Sanda City, where Shingu has his studio, is now a satellite town of Osaka and Kobe, but it used to be an area with pastoral sentiment filled with rice paddies and fields where it would be truly pitch-dark at night. He was fascinated by the lights emitted by fireflies or animals’ eyes peeking from the forest, making him realize that the subtle glow of the light had great significance. This “experience of darkness” is what Shingu describes as a key inspiration in his endeavors.
He has been engaged in an ongoing effort to promote the attractions of Sanda City with his original character Sandalino, and the wind-powered, 3.5-meter monument that was completed in September of 2023 and is keen to devote the rest of his life to making Sandalino internationally renowned. Amid the backdrop of our shifting interest in what we leave behind for future generations, a collaborative exhibition with Renzo Piano titled Parallel Lives was held at the Nakanoshima Museum of Art, Osaka in 2023. Ever since the two men, both born in 1937, first met, they have been pursuing the creation of public spaces all over the world—which Shingu speculates may be one of the reasons why he was invited to this seminar.
“My creative endeavor has always been fascinated by water and air,” says Shingu, reflecting on his career of creating artworks with themes of wind and water in various locations around the world. His first project with Renzo Piano, whom he has known for 35 years, Boundless Sky, located in the departure lobby of the Kansai International Airport Passenger Terminal Building, is the visualization of an airflow. He then introduced his creative works in Sanda City, where he currently resides, as well as in Italy, Greece, Uruguay, and other places.

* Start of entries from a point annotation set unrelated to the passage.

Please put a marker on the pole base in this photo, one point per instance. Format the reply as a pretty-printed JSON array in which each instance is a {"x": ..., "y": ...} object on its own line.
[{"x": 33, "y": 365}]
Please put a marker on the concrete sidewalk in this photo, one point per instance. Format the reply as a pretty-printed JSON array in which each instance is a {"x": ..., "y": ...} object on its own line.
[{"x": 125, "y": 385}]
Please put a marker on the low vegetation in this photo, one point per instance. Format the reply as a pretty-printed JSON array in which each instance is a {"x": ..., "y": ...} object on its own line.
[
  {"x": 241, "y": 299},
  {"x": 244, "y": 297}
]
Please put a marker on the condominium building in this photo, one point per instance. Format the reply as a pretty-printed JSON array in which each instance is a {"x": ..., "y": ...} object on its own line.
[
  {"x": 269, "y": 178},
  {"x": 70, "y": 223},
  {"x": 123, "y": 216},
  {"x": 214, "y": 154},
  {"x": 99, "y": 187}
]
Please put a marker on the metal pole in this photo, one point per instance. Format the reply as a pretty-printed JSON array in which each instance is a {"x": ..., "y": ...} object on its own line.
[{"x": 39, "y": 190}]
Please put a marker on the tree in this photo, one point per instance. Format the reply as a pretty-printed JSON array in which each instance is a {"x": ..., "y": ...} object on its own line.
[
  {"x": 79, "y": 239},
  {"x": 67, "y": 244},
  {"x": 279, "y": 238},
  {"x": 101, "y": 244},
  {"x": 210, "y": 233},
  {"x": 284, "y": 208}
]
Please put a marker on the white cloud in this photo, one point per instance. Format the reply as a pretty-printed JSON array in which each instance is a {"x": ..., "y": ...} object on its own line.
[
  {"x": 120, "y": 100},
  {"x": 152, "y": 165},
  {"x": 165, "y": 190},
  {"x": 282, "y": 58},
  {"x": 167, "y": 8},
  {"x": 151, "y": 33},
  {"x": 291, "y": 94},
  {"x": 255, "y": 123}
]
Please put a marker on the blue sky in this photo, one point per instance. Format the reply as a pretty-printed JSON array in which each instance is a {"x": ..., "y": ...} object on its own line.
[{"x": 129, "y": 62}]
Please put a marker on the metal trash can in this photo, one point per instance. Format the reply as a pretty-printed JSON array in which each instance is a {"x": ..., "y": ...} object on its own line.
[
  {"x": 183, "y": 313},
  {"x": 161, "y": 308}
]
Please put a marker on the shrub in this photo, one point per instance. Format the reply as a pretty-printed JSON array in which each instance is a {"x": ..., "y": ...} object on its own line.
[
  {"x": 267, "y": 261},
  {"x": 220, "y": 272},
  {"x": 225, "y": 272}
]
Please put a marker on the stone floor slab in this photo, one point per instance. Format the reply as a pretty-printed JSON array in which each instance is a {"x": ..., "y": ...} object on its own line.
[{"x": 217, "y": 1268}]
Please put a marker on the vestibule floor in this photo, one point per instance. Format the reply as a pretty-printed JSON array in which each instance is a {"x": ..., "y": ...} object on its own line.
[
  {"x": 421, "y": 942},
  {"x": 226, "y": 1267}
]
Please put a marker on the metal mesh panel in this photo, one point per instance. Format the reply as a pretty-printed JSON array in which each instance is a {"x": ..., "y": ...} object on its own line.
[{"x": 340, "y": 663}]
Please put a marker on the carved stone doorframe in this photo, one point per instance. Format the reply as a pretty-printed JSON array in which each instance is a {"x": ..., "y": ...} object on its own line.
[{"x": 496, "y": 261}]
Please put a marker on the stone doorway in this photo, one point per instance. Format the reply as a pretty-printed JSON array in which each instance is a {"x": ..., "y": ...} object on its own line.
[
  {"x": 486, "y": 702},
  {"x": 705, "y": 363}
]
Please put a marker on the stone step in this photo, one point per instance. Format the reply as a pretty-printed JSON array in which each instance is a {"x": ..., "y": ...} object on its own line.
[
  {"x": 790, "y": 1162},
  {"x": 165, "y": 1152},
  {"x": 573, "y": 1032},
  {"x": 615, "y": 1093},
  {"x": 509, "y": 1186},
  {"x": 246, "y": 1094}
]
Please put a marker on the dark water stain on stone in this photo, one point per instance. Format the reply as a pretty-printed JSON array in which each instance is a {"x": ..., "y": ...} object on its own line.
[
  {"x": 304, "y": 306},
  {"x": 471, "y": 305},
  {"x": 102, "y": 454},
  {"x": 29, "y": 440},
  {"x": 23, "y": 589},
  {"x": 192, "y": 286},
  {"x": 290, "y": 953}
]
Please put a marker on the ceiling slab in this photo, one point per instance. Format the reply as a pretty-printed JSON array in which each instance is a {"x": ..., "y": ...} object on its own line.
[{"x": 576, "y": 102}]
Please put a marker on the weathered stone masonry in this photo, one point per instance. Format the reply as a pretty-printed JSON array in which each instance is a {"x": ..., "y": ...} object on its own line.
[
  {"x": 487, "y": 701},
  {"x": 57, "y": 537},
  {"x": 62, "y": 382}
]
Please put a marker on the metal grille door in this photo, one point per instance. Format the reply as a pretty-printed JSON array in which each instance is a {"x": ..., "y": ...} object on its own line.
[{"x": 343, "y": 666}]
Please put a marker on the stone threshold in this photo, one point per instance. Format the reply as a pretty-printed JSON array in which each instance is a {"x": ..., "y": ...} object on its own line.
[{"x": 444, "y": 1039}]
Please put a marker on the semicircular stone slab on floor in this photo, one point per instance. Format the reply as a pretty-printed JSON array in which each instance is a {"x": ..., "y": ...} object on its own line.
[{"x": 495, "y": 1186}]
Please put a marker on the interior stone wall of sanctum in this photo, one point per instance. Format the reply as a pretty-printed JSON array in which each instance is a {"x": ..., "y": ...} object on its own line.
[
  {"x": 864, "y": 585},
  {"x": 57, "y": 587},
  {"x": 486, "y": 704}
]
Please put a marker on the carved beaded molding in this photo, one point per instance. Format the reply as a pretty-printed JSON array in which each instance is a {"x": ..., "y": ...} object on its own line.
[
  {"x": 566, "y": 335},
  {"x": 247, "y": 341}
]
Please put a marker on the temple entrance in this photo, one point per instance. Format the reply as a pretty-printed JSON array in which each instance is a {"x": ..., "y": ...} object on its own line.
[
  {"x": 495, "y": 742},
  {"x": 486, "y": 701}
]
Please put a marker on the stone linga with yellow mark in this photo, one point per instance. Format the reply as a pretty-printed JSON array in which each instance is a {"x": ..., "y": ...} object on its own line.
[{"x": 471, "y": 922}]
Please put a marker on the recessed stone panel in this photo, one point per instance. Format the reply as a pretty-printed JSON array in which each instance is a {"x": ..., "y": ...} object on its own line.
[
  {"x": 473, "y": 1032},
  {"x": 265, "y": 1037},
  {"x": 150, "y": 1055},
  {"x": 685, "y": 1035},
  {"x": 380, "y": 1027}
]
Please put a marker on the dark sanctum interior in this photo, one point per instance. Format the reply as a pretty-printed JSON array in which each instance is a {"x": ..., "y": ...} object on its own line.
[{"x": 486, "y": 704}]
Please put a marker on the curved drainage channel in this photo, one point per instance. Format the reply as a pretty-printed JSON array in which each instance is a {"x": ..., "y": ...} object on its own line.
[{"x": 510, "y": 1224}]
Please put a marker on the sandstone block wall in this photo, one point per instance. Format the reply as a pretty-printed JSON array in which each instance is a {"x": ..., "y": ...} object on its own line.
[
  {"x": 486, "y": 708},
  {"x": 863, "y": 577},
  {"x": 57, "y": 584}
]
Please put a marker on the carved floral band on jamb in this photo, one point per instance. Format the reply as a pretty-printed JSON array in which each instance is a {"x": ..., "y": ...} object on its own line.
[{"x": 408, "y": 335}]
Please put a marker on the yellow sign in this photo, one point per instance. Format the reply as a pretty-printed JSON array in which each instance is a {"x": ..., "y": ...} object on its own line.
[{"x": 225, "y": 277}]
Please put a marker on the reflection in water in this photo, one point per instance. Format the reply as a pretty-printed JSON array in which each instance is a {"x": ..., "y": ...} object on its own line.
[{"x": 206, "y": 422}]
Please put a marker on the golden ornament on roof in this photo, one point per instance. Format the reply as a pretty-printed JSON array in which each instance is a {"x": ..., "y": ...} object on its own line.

Shingu describes his creative activities as “serious study of the earth but at the same time amusing activity.” In 2000, he planned Wind Caravan to visit six regions with the most unique natural environments on the planet led by his concern for the earth. “I thought that the local people in these parts of the world may be more closely connected to nature than we are in our modern, civilized lives, therefore, there must be a lot to learn from them about the way of life in the future concerning the Earth.” Starting from Sanda City, he traveled to New Zealand, Finland, Morocco, Mongolia, Brazil, and many other regions, with 21 pieces of collapsible sculptures in a 6-meter-long container. Shingu says, “The cultural exchange I had with the local people on that journey gave me the energy to learn many things about the Earth and continue my work.”
He also mentioned Genki-nobori, a workshop with children that is currently underway, which is to directly communicate to people through the hand-painted messages and drawings of encouragement by children on the white cloths in the shape of carp streamers as the wind blows and flutters through them. It is the expression of the absence of national borders and racial barriers for the winds, inspired by the winds that freely blow across the earth. “The circle of children that leads to world peace is what I feel is art,” he says.
The seminar concluded with the story of his strange encounter with the ghost of Leonardo da Vinci at the exhibition commemorating the 500th anniversary of his death held at the Château de Chambord in France in 2019, which he humorously described during the Q&A session.